By Andrew Grant
An ill-fated gas cloud has begun a close encounter with the monstrous black hole at the center of the Milky Way, a fresh set of observations reveals. Astronomers don’t expect the cloud to emerge intact, resulting in an unprecedented view of our galaxy’s largest black hole feasting on its prey.
In December 2011, astronomers identified the gas cloud, called G2, and found that its orbit would bring it perilously close to the Milky Way’s central black hole by mid-2013. Nineteen months ago, the immense gravity of the black hole, which weighs in at about 4.3 million times the mass of the sun, was already squeezing and stretching the gas cloud as if it were pasta dough.
Now images captured in April with the Very Large Telescope in Chile show that the leading edge of G2 has whipped around the black hole’s far side. “The line of sight is such that the gas cloud is falling away from us toward the black hole,” says Stefan Gillessen of the Max Planck Institute for Extraterrestrial Physics in Garching, Germany. “Some material swung by the back side of the black hole and is now flying toward us.”
“If you think of the cloud as a roller coaster train, the first carriage has already swung by the black hole,” Gillessen says. “The main part of the train is still in approach.”
The gas cloud is whizzing through space at up to 3,000 kilometers per second, 100 times the speed at which Earth orbits the sun and a whopping 1 percent of the speed of light.
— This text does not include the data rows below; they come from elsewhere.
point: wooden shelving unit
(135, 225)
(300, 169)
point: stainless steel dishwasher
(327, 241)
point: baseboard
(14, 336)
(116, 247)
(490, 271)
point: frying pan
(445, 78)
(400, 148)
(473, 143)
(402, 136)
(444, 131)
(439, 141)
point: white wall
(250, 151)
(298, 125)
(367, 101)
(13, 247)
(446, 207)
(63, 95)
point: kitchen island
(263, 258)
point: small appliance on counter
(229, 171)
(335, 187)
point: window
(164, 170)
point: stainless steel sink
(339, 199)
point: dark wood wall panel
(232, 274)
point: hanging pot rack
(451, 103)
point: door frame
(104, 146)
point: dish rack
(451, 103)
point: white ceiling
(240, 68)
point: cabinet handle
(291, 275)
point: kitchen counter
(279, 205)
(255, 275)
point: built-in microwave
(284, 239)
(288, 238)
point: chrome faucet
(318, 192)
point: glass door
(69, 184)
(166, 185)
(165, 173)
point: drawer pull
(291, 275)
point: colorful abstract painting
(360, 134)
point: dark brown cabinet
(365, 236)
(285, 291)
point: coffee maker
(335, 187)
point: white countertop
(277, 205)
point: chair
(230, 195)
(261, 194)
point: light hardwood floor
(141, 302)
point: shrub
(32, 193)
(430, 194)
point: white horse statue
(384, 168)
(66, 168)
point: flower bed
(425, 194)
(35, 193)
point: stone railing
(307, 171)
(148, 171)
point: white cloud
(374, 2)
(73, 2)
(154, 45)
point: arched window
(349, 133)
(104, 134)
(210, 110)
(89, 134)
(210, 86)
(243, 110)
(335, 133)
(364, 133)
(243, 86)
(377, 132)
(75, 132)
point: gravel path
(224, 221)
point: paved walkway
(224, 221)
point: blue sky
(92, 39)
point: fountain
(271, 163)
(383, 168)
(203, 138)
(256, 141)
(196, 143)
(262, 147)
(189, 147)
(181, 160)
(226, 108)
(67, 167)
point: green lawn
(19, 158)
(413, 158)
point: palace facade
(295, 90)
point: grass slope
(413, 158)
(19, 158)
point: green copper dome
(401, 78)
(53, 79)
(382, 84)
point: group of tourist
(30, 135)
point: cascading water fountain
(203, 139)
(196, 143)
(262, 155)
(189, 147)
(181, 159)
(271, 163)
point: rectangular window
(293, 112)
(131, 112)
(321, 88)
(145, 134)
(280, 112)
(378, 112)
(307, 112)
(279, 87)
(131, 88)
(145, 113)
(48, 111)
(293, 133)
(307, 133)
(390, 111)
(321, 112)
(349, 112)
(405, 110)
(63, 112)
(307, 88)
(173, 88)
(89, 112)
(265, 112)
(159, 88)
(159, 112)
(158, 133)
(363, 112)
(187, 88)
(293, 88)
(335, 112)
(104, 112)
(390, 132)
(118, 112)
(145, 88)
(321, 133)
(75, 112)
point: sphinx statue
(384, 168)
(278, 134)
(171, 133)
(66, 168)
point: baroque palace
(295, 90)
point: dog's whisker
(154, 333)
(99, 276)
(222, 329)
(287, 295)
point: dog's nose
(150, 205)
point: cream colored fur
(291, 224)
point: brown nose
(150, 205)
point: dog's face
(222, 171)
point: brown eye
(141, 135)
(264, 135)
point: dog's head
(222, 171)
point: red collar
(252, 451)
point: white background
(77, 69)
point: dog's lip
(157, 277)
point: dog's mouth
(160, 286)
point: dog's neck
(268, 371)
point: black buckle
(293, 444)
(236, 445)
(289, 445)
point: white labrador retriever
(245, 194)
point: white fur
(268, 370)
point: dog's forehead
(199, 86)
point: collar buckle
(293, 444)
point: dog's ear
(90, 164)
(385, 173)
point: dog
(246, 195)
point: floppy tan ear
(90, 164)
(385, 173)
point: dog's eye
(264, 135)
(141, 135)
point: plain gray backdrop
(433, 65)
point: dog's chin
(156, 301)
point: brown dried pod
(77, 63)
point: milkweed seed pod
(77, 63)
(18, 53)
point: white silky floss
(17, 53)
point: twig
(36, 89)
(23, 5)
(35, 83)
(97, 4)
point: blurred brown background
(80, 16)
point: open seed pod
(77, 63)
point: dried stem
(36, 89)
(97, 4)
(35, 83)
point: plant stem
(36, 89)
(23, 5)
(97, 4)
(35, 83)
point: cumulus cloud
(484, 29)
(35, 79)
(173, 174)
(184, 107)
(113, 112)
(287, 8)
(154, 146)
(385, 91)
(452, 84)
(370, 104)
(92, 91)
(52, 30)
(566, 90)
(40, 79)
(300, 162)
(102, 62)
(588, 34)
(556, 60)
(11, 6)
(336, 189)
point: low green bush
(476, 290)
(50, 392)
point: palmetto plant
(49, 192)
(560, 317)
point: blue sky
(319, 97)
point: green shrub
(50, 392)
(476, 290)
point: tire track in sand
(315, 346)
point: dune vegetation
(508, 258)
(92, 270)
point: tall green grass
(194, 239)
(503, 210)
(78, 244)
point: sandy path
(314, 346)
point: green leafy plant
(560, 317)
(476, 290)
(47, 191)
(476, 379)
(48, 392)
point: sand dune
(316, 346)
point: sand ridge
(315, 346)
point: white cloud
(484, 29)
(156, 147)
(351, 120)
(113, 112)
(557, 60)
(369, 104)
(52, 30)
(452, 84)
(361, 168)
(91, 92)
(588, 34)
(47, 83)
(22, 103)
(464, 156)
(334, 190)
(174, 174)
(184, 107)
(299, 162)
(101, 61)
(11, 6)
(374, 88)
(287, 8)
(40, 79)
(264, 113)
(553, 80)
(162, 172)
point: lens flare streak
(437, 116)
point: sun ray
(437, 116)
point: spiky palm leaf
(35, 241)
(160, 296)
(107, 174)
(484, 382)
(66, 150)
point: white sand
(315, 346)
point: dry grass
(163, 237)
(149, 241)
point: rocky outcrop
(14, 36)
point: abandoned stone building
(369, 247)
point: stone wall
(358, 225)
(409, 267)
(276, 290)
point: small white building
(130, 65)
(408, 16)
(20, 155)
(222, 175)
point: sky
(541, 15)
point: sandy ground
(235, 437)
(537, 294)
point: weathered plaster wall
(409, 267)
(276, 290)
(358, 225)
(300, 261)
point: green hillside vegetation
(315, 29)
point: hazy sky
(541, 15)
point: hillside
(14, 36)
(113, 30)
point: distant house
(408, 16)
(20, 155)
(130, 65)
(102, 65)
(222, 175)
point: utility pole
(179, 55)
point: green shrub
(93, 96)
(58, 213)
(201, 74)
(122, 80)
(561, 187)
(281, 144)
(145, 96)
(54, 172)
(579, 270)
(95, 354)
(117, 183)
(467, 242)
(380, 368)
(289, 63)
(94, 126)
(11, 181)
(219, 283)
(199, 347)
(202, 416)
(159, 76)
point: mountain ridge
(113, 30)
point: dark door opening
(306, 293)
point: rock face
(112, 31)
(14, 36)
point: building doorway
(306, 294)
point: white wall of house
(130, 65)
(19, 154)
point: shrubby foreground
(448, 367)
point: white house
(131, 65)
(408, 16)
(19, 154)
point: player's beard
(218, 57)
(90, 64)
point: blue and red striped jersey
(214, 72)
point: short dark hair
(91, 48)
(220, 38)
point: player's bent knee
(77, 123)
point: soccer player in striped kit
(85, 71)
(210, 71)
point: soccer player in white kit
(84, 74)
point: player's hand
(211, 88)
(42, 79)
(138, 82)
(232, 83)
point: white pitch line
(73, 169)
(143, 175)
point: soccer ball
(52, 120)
In just a few months, the black hole has not only accelerated the cloud to those speeds, but reversed the motion of the front side a full 180 degrees. The findings will appear in an upcoming Astrophysical Journal.
Gillessen and his team also found that the black hole has stretched G2 to twice its length last year. As a result, the researchers predict that the bulk of the cloud won’t make its closest approach to the black hole until early next year. When that happens, telescopes around the world will point at the galactic center to capture the drama.
Dimitrios Giannios, an astrophysicist at Purdue University in West Lafayette, Ind., does not expect G2 to survive its encounter with the galaxy’s central black hole. The cloud will probably fade from view in coming months as it continues to stretch out, he says. But its remnants might gradually get funneled into the black hole within a few decades, culminating in a rare bright display as they approach the point of no return. “It would be a last echo of the death of this cloud,” he says.